1.D) Manderley est né
Dans le silence étouffant de sa chambre égyptienne, Daphné prononce à voix haute ce nom – Manderley, Manderley – et aussitôt une phrase s’impose à son esprit, avec une gravité presque solennelle, comme un pressentiment sûr, une conviction instinctive qu’elle tient les bons mots, justes, limpides, comme une étoffe tombant d’un seul tenant.

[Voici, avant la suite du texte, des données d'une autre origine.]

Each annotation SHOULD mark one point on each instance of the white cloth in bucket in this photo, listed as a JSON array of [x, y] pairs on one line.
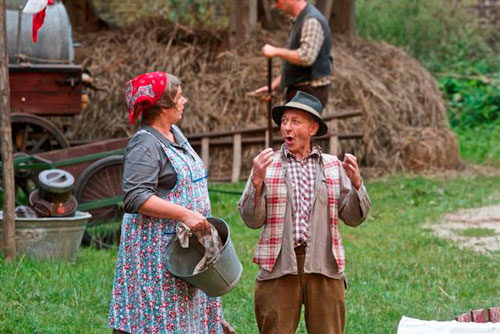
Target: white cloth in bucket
[[212, 244]]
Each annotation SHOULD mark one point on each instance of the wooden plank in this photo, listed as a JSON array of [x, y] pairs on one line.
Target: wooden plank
[[235, 175], [205, 151], [262, 140], [8, 220], [478, 315], [342, 20], [494, 314], [325, 7], [48, 93], [334, 144], [337, 115], [463, 317]]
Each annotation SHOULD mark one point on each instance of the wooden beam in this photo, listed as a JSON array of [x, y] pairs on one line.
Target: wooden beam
[[342, 20], [235, 175], [243, 20], [325, 7], [205, 151], [8, 221]]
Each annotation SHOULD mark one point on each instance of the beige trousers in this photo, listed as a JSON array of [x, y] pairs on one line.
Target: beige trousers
[[278, 302]]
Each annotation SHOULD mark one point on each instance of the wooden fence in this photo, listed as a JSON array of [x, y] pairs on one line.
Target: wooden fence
[[240, 137]]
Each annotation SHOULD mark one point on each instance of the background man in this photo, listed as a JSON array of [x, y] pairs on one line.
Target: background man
[[306, 58], [296, 195]]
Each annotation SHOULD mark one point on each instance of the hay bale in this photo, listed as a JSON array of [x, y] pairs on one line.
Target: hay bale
[[428, 148], [394, 91]]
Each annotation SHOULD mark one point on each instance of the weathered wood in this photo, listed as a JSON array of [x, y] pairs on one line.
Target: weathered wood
[[9, 227], [463, 317], [478, 315], [235, 175], [264, 14], [342, 20], [205, 151], [325, 7], [263, 140], [334, 145], [49, 90], [337, 115], [243, 20], [494, 314]]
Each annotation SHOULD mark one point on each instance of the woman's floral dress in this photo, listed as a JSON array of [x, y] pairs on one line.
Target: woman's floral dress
[[146, 297]]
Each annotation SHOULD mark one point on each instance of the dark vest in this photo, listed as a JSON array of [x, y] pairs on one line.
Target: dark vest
[[292, 74]]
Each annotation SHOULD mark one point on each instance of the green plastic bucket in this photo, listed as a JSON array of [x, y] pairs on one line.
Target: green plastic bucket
[[220, 277]]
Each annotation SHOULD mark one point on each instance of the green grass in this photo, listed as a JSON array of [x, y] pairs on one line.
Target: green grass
[[395, 267], [480, 144], [476, 232]]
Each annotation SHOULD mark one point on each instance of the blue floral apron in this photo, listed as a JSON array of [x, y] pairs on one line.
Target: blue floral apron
[[146, 297]]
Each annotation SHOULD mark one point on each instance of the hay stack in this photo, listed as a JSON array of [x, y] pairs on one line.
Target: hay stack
[[400, 99]]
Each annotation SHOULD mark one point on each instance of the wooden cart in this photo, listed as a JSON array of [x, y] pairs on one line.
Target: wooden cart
[[97, 168]]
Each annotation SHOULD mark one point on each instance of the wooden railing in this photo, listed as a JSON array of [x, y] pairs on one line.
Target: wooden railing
[[240, 137]]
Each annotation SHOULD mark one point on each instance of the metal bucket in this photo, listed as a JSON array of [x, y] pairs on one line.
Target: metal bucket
[[52, 238], [219, 277], [55, 42]]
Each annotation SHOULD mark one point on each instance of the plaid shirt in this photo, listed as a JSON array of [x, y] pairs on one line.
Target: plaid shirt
[[311, 40], [302, 176], [271, 237]]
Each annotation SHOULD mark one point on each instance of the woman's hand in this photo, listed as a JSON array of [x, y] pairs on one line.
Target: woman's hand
[[196, 222]]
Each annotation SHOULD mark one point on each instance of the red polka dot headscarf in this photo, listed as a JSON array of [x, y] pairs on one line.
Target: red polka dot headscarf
[[143, 92]]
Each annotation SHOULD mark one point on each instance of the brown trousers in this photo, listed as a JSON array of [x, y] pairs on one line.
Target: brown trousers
[[320, 92], [278, 302]]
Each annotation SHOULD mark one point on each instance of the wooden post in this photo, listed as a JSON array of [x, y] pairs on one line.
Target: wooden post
[[325, 7], [243, 20], [269, 132], [235, 175], [9, 227], [342, 20], [334, 140], [205, 151]]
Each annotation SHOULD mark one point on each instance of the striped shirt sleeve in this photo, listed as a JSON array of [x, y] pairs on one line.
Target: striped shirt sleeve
[[312, 37]]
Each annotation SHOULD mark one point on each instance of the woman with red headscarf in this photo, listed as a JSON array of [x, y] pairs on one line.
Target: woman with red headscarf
[[164, 183]]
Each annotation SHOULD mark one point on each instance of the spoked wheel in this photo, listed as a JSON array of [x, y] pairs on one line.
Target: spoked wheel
[[32, 134], [99, 191]]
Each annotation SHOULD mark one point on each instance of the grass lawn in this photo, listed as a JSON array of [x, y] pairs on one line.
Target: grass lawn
[[395, 267]]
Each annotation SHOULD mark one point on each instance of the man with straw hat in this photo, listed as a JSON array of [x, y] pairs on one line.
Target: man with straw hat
[[306, 57], [296, 196]]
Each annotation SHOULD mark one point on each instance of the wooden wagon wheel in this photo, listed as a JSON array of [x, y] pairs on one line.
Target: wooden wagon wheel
[[32, 134], [99, 188]]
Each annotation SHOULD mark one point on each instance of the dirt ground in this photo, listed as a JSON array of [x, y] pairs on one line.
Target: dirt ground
[[461, 225]]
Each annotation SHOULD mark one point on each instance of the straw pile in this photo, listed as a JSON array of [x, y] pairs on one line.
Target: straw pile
[[401, 102]]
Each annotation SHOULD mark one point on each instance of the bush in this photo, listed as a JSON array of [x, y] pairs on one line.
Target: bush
[[438, 33], [470, 102]]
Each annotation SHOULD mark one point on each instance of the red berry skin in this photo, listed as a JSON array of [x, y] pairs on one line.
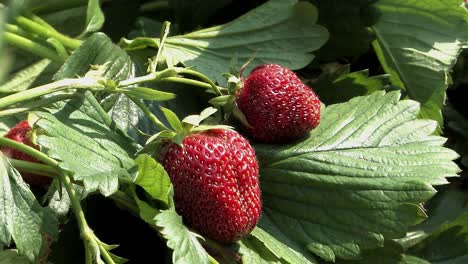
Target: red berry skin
[[216, 188], [278, 106], [20, 133]]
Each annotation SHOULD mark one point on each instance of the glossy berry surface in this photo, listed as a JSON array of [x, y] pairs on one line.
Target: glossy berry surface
[[215, 178], [20, 133], [277, 104]]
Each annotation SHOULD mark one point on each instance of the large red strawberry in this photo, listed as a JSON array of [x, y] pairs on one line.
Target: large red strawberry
[[215, 178], [277, 105], [20, 133]]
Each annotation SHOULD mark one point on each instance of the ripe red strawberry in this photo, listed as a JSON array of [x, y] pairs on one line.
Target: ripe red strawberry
[[277, 105], [215, 178], [20, 133]]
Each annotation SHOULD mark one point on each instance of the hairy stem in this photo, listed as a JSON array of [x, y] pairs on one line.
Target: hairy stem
[[85, 83], [30, 151], [155, 6], [46, 32], [149, 114], [189, 82], [36, 168], [37, 104], [204, 78], [164, 33], [32, 47]]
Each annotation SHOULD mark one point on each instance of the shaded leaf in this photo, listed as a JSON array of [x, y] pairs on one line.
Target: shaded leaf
[[37, 74], [280, 31], [448, 244], [362, 173], [348, 22], [339, 85], [81, 136], [98, 49], [261, 247], [192, 14], [420, 57], [21, 216], [153, 178], [94, 16], [187, 248], [12, 257]]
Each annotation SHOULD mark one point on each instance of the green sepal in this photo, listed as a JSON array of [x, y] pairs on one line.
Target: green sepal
[[147, 93]]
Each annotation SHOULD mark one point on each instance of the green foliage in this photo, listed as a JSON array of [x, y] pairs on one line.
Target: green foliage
[[37, 74], [22, 218], [338, 85], [153, 178], [94, 16], [261, 247], [98, 49], [360, 188], [448, 244], [12, 257], [192, 14], [187, 248], [354, 165], [277, 32], [420, 57], [74, 137], [348, 22]]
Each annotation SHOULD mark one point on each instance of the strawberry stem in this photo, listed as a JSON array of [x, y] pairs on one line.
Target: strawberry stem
[[47, 32], [36, 168], [31, 46], [37, 104], [204, 78], [82, 83], [164, 33], [148, 113], [190, 82], [30, 151]]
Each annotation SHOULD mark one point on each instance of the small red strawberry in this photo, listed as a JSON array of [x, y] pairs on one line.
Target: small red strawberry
[[20, 133], [215, 178], [277, 105]]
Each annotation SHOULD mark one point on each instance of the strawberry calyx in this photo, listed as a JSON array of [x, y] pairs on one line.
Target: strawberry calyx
[[179, 130], [227, 103]]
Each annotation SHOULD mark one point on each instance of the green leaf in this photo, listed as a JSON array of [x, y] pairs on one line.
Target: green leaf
[[37, 74], [86, 142], [12, 257], [280, 31], [458, 124], [448, 244], [348, 23], [153, 178], [172, 118], [8, 122], [338, 85], [357, 179], [94, 16], [253, 251], [192, 14], [148, 94], [418, 42], [98, 49], [262, 247], [126, 113], [21, 216], [64, 16], [445, 207], [187, 248]]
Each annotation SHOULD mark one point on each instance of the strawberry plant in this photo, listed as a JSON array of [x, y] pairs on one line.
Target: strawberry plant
[[269, 131]]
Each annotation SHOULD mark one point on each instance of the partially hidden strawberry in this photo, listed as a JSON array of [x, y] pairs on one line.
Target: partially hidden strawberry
[[20, 133], [277, 105], [215, 179]]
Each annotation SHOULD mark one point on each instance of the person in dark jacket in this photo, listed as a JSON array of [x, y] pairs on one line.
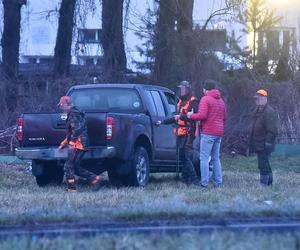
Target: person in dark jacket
[[212, 114], [77, 143], [263, 134], [185, 131]]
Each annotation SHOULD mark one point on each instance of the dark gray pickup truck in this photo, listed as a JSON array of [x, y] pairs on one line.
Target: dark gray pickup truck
[[121, 125]]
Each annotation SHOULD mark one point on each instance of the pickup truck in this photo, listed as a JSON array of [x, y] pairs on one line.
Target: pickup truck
[[124, 140]]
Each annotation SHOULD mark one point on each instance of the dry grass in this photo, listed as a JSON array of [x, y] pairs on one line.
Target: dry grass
[[212, 240], [22, 201]]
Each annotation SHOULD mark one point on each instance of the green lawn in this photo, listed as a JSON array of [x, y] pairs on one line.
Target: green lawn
[[22, 201]]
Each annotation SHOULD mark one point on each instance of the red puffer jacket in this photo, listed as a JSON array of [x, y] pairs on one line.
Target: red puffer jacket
[[212, 113]]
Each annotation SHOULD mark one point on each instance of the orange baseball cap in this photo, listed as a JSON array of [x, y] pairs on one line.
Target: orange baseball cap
[[65, 100], [261, 92]]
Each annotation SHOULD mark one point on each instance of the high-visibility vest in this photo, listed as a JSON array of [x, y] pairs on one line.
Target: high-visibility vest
[[183, 126]]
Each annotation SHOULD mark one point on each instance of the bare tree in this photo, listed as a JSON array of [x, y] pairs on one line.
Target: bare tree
[[258, 18], [10, 49], [186, 49], [113, 40], [11, 36], [164, 41], [62, 51]]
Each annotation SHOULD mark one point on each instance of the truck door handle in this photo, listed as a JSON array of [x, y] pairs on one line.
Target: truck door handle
[[59, 124]]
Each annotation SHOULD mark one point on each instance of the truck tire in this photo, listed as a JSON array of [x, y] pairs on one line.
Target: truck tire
[[131, 173], [139, 168], [47, 172]]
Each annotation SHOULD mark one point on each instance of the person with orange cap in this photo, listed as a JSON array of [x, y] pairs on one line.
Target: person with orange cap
[[263, 134], [77, 143]]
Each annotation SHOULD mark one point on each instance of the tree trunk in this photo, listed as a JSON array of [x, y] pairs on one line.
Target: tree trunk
[[186, 52], [11, 37], [113, 41], [62, 51], [164, 42], [10, 50]]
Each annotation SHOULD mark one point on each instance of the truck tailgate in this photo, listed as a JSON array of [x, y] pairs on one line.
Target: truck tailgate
[[48, 129]]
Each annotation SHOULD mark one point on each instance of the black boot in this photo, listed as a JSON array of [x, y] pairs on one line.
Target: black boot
[[264, 179], [270, 182]]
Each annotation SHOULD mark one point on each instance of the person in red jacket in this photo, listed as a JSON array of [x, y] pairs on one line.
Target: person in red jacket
[[212, 114]]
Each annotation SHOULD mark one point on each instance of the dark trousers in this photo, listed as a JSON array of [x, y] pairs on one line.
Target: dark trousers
[[185, 154], [72, 165], [263, 162]]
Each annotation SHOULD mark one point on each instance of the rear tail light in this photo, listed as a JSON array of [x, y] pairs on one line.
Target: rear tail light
[[20, 127], [110, 127]]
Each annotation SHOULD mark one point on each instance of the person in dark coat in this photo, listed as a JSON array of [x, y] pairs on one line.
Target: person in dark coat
[[263, 134], [77, 143]]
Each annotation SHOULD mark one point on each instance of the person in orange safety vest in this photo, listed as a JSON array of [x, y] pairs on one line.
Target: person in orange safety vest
[[185, 131], [77, 143]]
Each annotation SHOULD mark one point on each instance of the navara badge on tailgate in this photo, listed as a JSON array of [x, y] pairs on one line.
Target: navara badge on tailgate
[[63, 117]]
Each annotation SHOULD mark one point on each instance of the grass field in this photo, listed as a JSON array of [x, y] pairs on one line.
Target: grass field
[[23, 202], [207, 241]]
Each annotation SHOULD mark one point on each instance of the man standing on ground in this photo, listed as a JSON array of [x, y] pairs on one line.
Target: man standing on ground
[[185, 131], [263, 134], [77, 143], [212, 114]]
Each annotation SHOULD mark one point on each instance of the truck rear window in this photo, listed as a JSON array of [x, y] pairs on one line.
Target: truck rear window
[[107, 99]]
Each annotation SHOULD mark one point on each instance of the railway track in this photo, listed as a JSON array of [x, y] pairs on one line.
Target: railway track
[[264, 224]]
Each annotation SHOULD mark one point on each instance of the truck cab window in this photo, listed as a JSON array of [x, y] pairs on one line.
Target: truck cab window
[[157, 103], [171, 99]]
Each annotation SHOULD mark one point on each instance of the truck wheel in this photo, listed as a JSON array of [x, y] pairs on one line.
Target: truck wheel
[[140, 168]]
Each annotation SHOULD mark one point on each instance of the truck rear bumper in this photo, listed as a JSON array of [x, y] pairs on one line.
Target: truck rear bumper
[[54, 153]]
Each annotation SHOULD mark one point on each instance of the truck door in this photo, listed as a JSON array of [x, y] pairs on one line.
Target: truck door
[[163, 136]]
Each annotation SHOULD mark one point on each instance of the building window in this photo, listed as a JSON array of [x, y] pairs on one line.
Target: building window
[[89, 35]]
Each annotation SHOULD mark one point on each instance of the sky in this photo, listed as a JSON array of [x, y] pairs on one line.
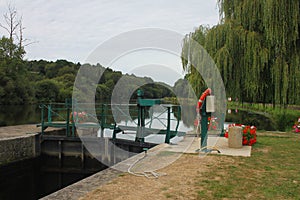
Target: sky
[[73, 29]]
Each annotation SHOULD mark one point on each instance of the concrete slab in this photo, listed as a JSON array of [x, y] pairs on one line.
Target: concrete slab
[[190, 144]]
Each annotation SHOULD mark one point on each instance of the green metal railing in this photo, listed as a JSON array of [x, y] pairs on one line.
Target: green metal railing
[[101, 116]]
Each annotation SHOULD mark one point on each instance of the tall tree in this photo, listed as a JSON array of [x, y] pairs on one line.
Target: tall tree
[[14, 28], [257, 49]]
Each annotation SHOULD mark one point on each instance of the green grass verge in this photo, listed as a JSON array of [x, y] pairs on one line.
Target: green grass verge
[[272, 172]]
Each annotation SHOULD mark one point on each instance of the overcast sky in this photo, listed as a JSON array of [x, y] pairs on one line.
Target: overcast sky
[[72, 29]]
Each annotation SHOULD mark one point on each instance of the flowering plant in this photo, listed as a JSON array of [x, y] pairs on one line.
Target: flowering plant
[[78, 116], [249, 133], [296, 126]]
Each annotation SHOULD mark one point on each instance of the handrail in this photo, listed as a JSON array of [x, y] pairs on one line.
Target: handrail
[[60, 115]]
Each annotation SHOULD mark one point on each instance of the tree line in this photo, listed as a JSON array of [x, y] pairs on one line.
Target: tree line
[[256, 47]]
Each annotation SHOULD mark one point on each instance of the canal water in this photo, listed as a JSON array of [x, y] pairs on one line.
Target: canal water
[[29, 179], [31, 114]]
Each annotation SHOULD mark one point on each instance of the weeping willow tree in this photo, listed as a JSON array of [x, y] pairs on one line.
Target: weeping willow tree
[[256, 47]]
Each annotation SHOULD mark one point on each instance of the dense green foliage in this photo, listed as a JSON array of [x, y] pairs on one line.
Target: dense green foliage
[[256, 48], [27, 82]]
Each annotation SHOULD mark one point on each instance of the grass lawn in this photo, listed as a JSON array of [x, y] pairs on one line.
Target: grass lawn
[[272, 172]]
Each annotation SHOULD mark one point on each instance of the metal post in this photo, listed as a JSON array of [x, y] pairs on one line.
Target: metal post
[[204, 126], [68, 119], [167, 140], [42, 119], [49, 114], [102, 120]]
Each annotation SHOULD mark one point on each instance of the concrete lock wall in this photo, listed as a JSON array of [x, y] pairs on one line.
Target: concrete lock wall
[[18, 148]]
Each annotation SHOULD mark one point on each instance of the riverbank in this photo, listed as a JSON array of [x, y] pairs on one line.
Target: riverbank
[[283, 118], [273, 165]]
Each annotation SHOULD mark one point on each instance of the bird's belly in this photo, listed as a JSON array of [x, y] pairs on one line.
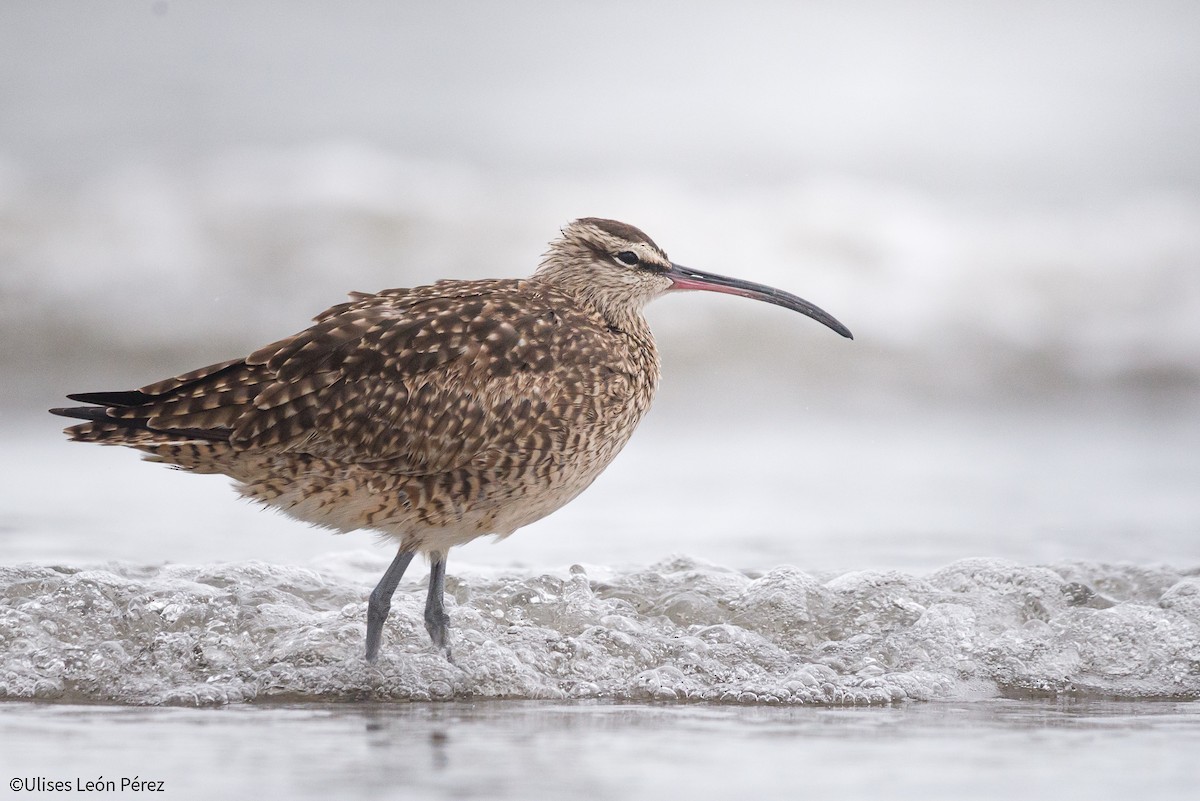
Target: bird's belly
[[495, 494]]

« La nuit dernière, j’ai rêvé que je retournais à Manderley. »
Le titre du roman, elle le connaît déjà: Rebecca. Le même prénom que celui de l’héroïne maléfique de sa curieuse nouvelle The Doll, écrite dix ans plus tôt.
Rebecca, la première épouse… D’une beauté foudroyante, douée, presque irréelle. Une créature parfaite, à la silhouette androgyne, capable de dompter un étalon ou de hisser une voile par tempête, qui écrivait d’une main élégante, penchée, signant d’un immense R majuscule. Morte en mer, dans des circonstances tragiques.
La mer, encore, omniprésente, grondante – comme on peut l’entendre depuis la grande demeure, cachée derrière les arbres, perchée sur une colline à l’abri des regards. Les hautes grilles, l’allée sinueuse, les rhododendrons, les azalées, les jacinthes, le petit cottage de granit sur la plage de Pridmouth… Toute la magie, tout le mystère de Menabilly.
Elle délaisse un moment sa machine à écrire pour noircir directement à la main les pages de son carnet. Chapitre après chapitre, le roman prend forme. Il commencera par un épilogue – une nouveauté pour elle –, un moyen d’installer une tension immédiate: ce suspense déjà présent dans Jamaica Inn, mais qu’elle veut pousser ici à son paroxysme, jusqu’à forcer le lecteur à ne plus lâcher le livre.
Le mari de Rebecca, veuf, s’appelle Henry de Winter. Daphné doute que ce prénom convienne – elle le trouve un peu fade –, mais le conserve provisoirement. Homme élégant mais mélancolique, c’est un homme réservé. C’est à Monte-Carlo que la narratrice – une jeune femme effacée, encore sans nom – le rencontre, alors qu’elle accompagne une riche Américaine exécrable, Mrs. Van Hopper.
Cette narratrice, Daphné n’arrive pas à lui trouver de prénom, et finalement décide qu’elle n’en aura pas. Elle aime cette idée: une jeune femme insignifiante – orpheline timide, mal fagotée, ongles rongés, cheveux plats, pieds plats – qui reste dans l’ombre. Et pourtant, c’est elle qui devient la seconde Mrs. de Winter, à la stupéfaction de Mrs. Van Hopper, qui lui lance, d’un rire infect, qu’elle ne remplacera jamais Rebecca, qu’elle ne sera jamais la véritable maîtresse de Manderley.
Dès son arrivée dans la vaste maison – que Daphné décrit comme un personnage à part entière – la jeune épouse sent son cœur se serrer: l’Américaine avait raison. Au pied du grand escalier, les domestiques l’attendent, figés. Parmi eux, une silhouette noire, raide, au visage d’une blancheur terrifiante, sans sourire ni chaleur. C’est Mrs. Danvers, la gouvernante, au trousseau de clés toujours tintant. C’est elle qui veillait sur Manderley. C’est elle qui veillait sur la première Mrs. de Winter. Et elle n’a jamais fait le deuil de Rebecca.
Rebecca. Le roman tout entier résonne de ces trois syllabes spectrales, symbole de l’absente toute-puissante, de celle dont la mort – un an plus tôt – a laissé un vide vertigineux, peuplé de secrets, de doutes, de terreurs et de cauchemars.